5.3.06

Journaling as a Spiritual Practice for Lent

Another gem from explorefaith.org. Week one is really over, but I just found it, so...
Introduction
Lent is a time to be intentional. It is more than giving up sweets for 40 days, or trying to be more devout. It is really a time to look seriously and intentionally at our lives – who we have been, who we are, and who we are becoming. Journaling is a way for us to embody this intention, because it gives us an environment for delving deeply into the bottomless well of our souls. Each week during Lent, take the time to use the journal as a spiritual practice for looking into the wonder you embody.

Week 1: Receptivity
We become so habituated to the routines of our lives, that we can find ourselves shut off from what is new, what is challenging, what takes us to the edge, what causes our heart to thump and our breath to shorten. Lent invites us to clear the channels – open the gates – unbar the doors that keep us safe and stuck in the comfortable patterns that are so familiar. Take time this week to consider how you are closed off to new experiences and begin to crack the walls that hold you enclosed.

Journaling Questions
What patterns are keeping me bound in routines that are shutting me off from the wonder and dynamism of life?

· In my work?
· In my family?
· In my community?
· In my soul?

I struggle still with being too reclusive, and using the Internet too much for some kind of relationship with others. The fact that I work full-time certainly prevents me from leading too solitary an existence. There's a balance I need to find - I enjoy solitude, but too much of it seems to lead me into depression. I've also neglected myself health-wise lately, and it's leading to a self-loathing that was so intense yesterday that it scared the hell out me. I opened up about it yesterday to my 16-year-old. Part of me felt bad for hitting him with such an adult conversation -should teenagers know that their parents can be that broken? But he accepted it with aplomb and wise words; healing words, at least, assuring me that I do have worth to him and to God. In that moment I needed a confessor; one who was wrapped in flesh and who loved me. I am finding that speaking my truth out loud helps direct me down a healthier path - my solitude has sometimes led to hiding things about myself that do best when exposed to light and the living waters of human solace and understanding.

4 comments:

Darla said...

"What patterns are keeping me bound in routines that are shutting me off from the wonder and dynamism of life?

· In my work?
· In my family?
· In my community?
· In my soul?"

WOW - these are such good questions... ones i am going to really take the time to reflect on. thank you again for posting this website - i have really enjoyed it.

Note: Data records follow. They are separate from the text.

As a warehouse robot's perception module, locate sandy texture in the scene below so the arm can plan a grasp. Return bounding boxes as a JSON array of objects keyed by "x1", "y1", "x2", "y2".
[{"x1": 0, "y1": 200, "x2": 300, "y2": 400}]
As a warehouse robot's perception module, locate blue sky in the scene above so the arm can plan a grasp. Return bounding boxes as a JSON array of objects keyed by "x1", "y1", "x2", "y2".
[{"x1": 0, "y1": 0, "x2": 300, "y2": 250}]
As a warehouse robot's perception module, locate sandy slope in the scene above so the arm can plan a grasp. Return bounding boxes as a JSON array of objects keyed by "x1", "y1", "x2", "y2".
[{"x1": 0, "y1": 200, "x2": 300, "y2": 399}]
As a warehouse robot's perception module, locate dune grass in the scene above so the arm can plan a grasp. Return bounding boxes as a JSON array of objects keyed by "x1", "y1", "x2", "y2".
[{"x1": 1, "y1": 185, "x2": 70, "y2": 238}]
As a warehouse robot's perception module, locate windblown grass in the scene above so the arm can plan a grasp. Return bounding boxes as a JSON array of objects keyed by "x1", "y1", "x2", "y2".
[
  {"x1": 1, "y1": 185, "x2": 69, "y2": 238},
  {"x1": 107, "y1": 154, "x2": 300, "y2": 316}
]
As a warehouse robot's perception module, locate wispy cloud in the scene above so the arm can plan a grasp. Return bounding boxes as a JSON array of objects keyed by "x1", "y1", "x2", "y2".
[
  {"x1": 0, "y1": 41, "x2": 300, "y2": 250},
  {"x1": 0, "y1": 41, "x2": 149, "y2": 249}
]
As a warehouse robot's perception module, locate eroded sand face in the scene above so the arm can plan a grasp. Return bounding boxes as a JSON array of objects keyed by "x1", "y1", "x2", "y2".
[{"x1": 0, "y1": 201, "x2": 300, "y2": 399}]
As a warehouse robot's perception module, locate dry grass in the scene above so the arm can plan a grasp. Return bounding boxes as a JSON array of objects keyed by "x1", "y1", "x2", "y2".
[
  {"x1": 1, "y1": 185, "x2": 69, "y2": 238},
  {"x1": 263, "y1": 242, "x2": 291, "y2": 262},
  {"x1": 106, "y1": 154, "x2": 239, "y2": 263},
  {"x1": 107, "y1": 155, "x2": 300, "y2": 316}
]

in my opinion, yes, i think teenagers do need to see their parents broken - if they don't see that example, how will they know it's okay to be broken?? you are such a wonderful mother and example, anne. you are real, and that's the best thing a parent can be for their child. i love you, sister! :)

Anne said...

Darla, I'm so glad that you're liking the same web site that I do. How nice is that. I really appreciate your thought about it being all right for teenagers to see their parents broken. Being the single mum, I am usually trying to be the rock for my kids, else I'm afraid the ground will look a bit shaky under their feet. But I agree with you - if they see me with real struggles they'll also know it's okay for them to have struggles and to talk about them. Thanks so much. I love you too, sister!

mdwinn said...

I think this is a perfect illustration of what Jesus said about "cleaning the inside of the bowl." It is probably the most authentic way to teach your 16 yr old about what salvation looks like now.

May you continue to know the SOZO of God.

Anne said...

Michael, thanks so much for such kindness and wise thought. I do have to go find out what "sozo" of God is tho!